Directed by Susanna Styron, starring: Harvey Keitel (Shug Dabney), Andie MacDowell (Trixie Dabney), John Franklin Sawyer (Shadrach), John Terra (Paul), Narrator: Martin Sheen, VHS, PG, 88 minutes, 1998.

This is a funny and heartwarming story with a PG rating because of lots of profanity. Styron directs her first movie based on a short story by her father William. There are several suspensions of disbelief necessary to enjoy the movie not the least of which is watching the elegant MacDowell play a slatternly, beer swilling southern woman.

The story takes place in Virginia during The Great Depression. Paul's family is well off Southern Gentry but his best friend Mole Dabney is part of a poor family on the other side of town. They don't bathe much and the boys all suffer from B.O. but the girls smell sweet especially Molina. The Dabney Family is Old Virginia but has fallen on hard times and Shug makes a slim living manufacturing moonshine on the old family farm. Paul gets to stay with his best friend Little Mole Dabney when his parents suddenly have to go to Baltimore for a family funeral. Into this unusual setting walks Shadrach, a 99 year old black man who has walked from Alabama, over 600 miles, in order to be buried on the old Dabney property where he had been a slave before being sold to a land owner in Alabama. This is first of all a story of charity and kindness to strangers, a point emphasized through sermon and conversation in case you don't get it from the story.

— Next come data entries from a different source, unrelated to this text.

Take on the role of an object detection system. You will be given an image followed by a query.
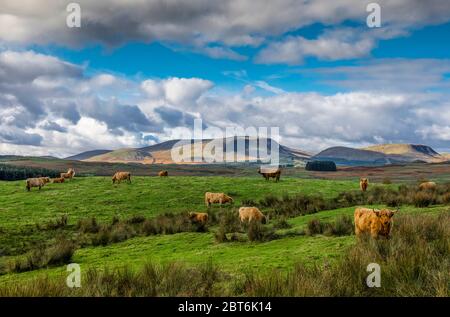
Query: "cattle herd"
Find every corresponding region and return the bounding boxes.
[22,168,437,238]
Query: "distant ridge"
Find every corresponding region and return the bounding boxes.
[365,144,442,162]
[67,137,311,164]
[64,150,112,161]
[313,144,446,166]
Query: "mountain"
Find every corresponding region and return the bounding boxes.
[365,144,443,162]
[65,150,111,161]
[70,137,310,165]
[312,144,446,166]
[312,146,392,165]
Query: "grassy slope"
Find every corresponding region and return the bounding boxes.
[0,177,444,283]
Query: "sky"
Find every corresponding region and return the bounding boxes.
[0,0,450,157]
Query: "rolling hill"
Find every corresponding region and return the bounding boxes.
[67,137,310,165]
[365,144,444,162]
[312,144,446,166]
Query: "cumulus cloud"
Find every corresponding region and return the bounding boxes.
[255,29,375,64]
[310,58,450,91]
[0,52,450,156]
[0,0,450,59]
[141,77,213,106]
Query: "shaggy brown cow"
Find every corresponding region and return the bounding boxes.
[26,178,45,191]
[355,207,396,239]
[158,171,169,177]
[359,178,369,192]
[258,167,281,182]
[188,212,208,226]
[419,182,437,190]
[39,177,50,184]
[112,172,131,184]
[205,192,233,207]
[60,168,75,179]
[239,207,267,224]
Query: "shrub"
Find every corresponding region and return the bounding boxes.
[331,215,354,236]
[37,214,68,230]
[305,219,324,236]
[442,193,450,205]
[247,220,277,241]
[9,237,75,273]
[127,215,145,224]
[46,238,75,265]
[77,217,100,233]
[273,217,292,229]
[413,191,436,208]
[92,226,111,246]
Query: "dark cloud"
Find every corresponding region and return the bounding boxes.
[40,121,67,133]
[155,106,200,127]
[80,99,161,132]
[0,127,43,145]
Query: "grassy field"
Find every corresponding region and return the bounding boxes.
[0,176,450,294]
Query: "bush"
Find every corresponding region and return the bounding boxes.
[9,237,75,273]
[331,216,354,236]
[127,215,145,224]
[442,193,450,205]
[77,217,100,233]
[305,161,337,172]
[413,191,436,208]
[36,214,68,230]
[305,219,324,236]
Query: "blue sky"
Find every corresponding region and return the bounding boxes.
[0,0,450,156]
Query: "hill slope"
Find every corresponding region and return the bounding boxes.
[73,137,310,164]
[364,144,443,162]
[65,150,112,161]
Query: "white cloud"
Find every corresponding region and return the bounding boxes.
[312,58,450,91]
[0,0,450,60]
[141,77,213,107]
[255,29,375,65]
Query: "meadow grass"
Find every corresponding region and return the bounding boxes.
[0,176,450,294]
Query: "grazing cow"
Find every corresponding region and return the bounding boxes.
[188,212,208,226]
[258,167,281,182]
[158,171,169,177]
[39,177,50,184]
[26,178,45,191]
[419,182,437,190]
[355,207,396,239]
[112,172,131,184]
[205,192,233,207]
[359,178,369,192]
[60,168,75,179]
[239,207,267,224]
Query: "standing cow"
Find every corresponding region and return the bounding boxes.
[60,168,75,179]
[239,207,267,224]
[419,182,437,190]
[355,207,396,239]
[158,171,169,177]
[112,172,131,184]
[25,178,46,191]
[258,167,281,182]
[359,178,369,192]
[205,192,233,207]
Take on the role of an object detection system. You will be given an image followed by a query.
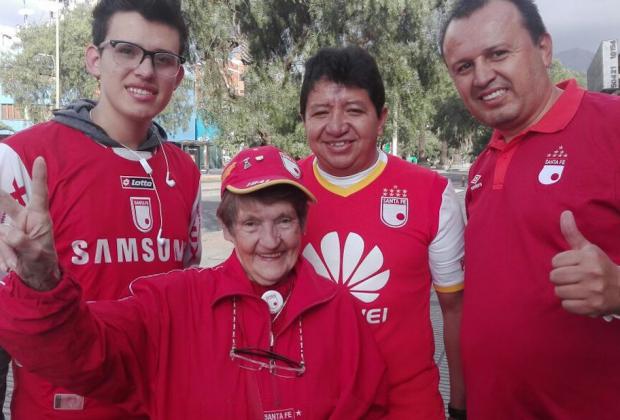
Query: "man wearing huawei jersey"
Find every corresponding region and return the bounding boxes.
[300,47,465,420]
[0,0,200,420]
[441,0,620,420]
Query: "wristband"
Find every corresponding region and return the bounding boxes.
[448,404,467,420]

The Dabneys and Paul all set out to return to the family farm, the place where Shadrach is to be buried amongst his ancestors. Shadrach, alas, doesn't die right away and his lingering becomes an occasion for the children to learn of life and death and the care of the helpless old man in their midst. However, it doesn't prove to be that easy to accede to Shadrach's request. The county sheriff comes by to inform them that they can't bury a coloured man on the old farm because it's against the law. No, it's not racism it's new Commonwealth of Virginia law that burials cannot take place on private property. It must be done by a qualified coloured undertaker and done in a coloured church! It might cost as much as $35., a sum far beyond the means of the Dabney family.

Shug sets out to arrange a deal with the local funeral home, a deal that involves the exchange of a goodly amount of moonshine for services rendered. As it turns out there is also a little bait and switch that occurs both to satisfy and fool the sheriff.

In response to the children's fears about death Shug says "Death ain't nothin'to be afeared about. It's LIFE is where you got to be terrified".

The children discuss whether Shadrach goes to the same heaven they do. "There's coloured churches and coloured toilets…", says Molina. Paul says "My mother's very religious and she says God loves all His children." Reflecting on his mother's own death two years later Paul recounts that Shadrach's peaceful passing did not prepare him for her pain and suffering. He remembers with approval, Shug's words "Death ain't much.", echoes of St Paul's "Death, where is thy sting?" and this minimal restatement of Pauline theology seems to be Shug's wisest and enduring legacy, remembered in the expletives and profanity that peppers his speech. Once you get used to it the profanity plays an interesting counterpoint to the kind and caring behaviour of someone we would expect to be a racist southern "cracker". In Martin Luther King's 1963 "I have a dream…" speech he said "…I have a dream that one day on the red hills of Georgia the sons of former slave owners and the sons of former slaves will be able to sit down together at the table of brotherhood…" The movie functions as a parable. In parable, two impossible things are put together and as they bump past each other like plates of the earth's crust, a moment for surprise and insight is created. "Cracker" and "kindness to a coloured man" go about as well together as 'Samaritan' and 'neighbour'. Jesus didn't say "willing suspension of disbelief" but he knew what he was talking about.

This movie will bring a smile to your lips, a tear to your eye and perhaps a moment of sharp insight.